About
IOP Systems is a startup that focuses on helping customers translate complex software performance metrics into actionable business outcomes. The company builds performance-specific monitoring and automated benchmarking tools to improve application runtime behavior so organizations can strike the most cost effective balance for maximum performance of cloud-hosted applications.
Yao Yue, co-founder at IOP, recognized early in her career a significant gap in how complex back-end software performance data was benchmarked and presented to stakeholders. With her background in infrastructure engineering, she realized that while back-end system performance data holds great value for businesses and decision-makers, it often remains invisible because it is complex and hard to visualize.
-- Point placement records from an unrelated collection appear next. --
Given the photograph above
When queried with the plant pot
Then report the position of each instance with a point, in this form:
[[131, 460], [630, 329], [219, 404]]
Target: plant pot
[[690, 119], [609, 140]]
To tackle this challenge, Yao not only hired a visualization expert to build data products on top of infrastructure data, but also adopted Observable as a team to transform complex back-end data into clear, interactive, and actionable visuals that both engineers and business leaders could easily grasp and explore, bridging the gap between technical complexity and decision-making.
Proving out the value of data
Yao’s journey with Observable began before founding IOP while leading a team focused on supporting infrastructure, performance, and reliability of global operations at Twitter.
There, Yao’s team developed benchmarking tests and analyses for metrics like latency and throughput to optimize system responsiveness and resource allocation. Over the course of five years, their team (many of whom are now founding members of IOP Systems) saved Twitter over $100 million dollars through their innovative analysis and data visualization.
Motivated by the success of those efforts and a shared passion for solving complex problems, the team embarked on their own journey in early 2023 by founding IOP Systems — and they brought Observable along with them as their go-to tool for data visualization and app development.
From prototype to production
IOP set out to create a performance testing and monitoring toolkit that could give organizations the insights they need to optimize application performance and resource usage through their flagship offering: SystemsLab.
While developing SystemsLab, IOP Systems uses Observable Notebooks as the locus for designing, prototyping, and iterating on their product’s end-to-end workflows. The malleable nature of the medium makes it possible for multiple team members to collaborate directly on the data schema and code, and iterate at the speed of thought.
"Observable provides an accessible way for us to approach data visualization," Yao shared. "We started IOP primarily using Observable Notebooks for internal prototyping. It was very refreshing to do all the development in the browser and see things right away."
As the project grew into a polished, customer-facing product, the team transitioned from Observable Notebooks to Observable Framework. "Framework became essential when we needed to move beyond prototyping," Yao said. "We quickly saw how powerful it could be for more complex, customer-facing projects. We could take what we had developed in Notebooks and convert or refactor into a full web interface that was clean, interactive, and ready for prospective customers."
One essential component of the SystemsLab toolkit is IOP’s Framework-based ML inference cost optimizer, designed to optimize the cost of running small language models on AWS by identifying the most cost-effective cloud instance types.
Increasing team velocity with Observable
Observable offers a combination of accessibility and flexibility that was crucial for IOP. With a team composed mainly of back-end engineers, creating polished visualizations without deep front-end expertise was critical. "Most of us aren’t front-end or visualization experts, but Observable allowed us to present a polished product," Yao shared.
Yao shared that the Observable Plot visualization library was key to IOP’s speed and success during app development. "Plot generally has better defaults and looks more polished right out of the box compared to other libraries," Yao explained, which helped IOP efficiently build professional, business-ready visualizations with minimal customization.
Observable’s web-native design also made it easy to integrate these visualizations directly into their platform, bypassing many of the typical hurdles of using tools that are completely written in Python. "It just felt more natural to use Observable because it's built for the web," Yao explained.
Better, faster, scalable data app development
IOP’s journey with Observable showcases the platform’s ability to transform complex data into actionable insights, even for teams with limited front-end experience. With Observable Framework, IOP has been able to communicate back-end performance data in an engaging and interactive way, helping them build stronger connections with their customers and ensuring they stay ahead in the competitive infrastructure and performance testing space.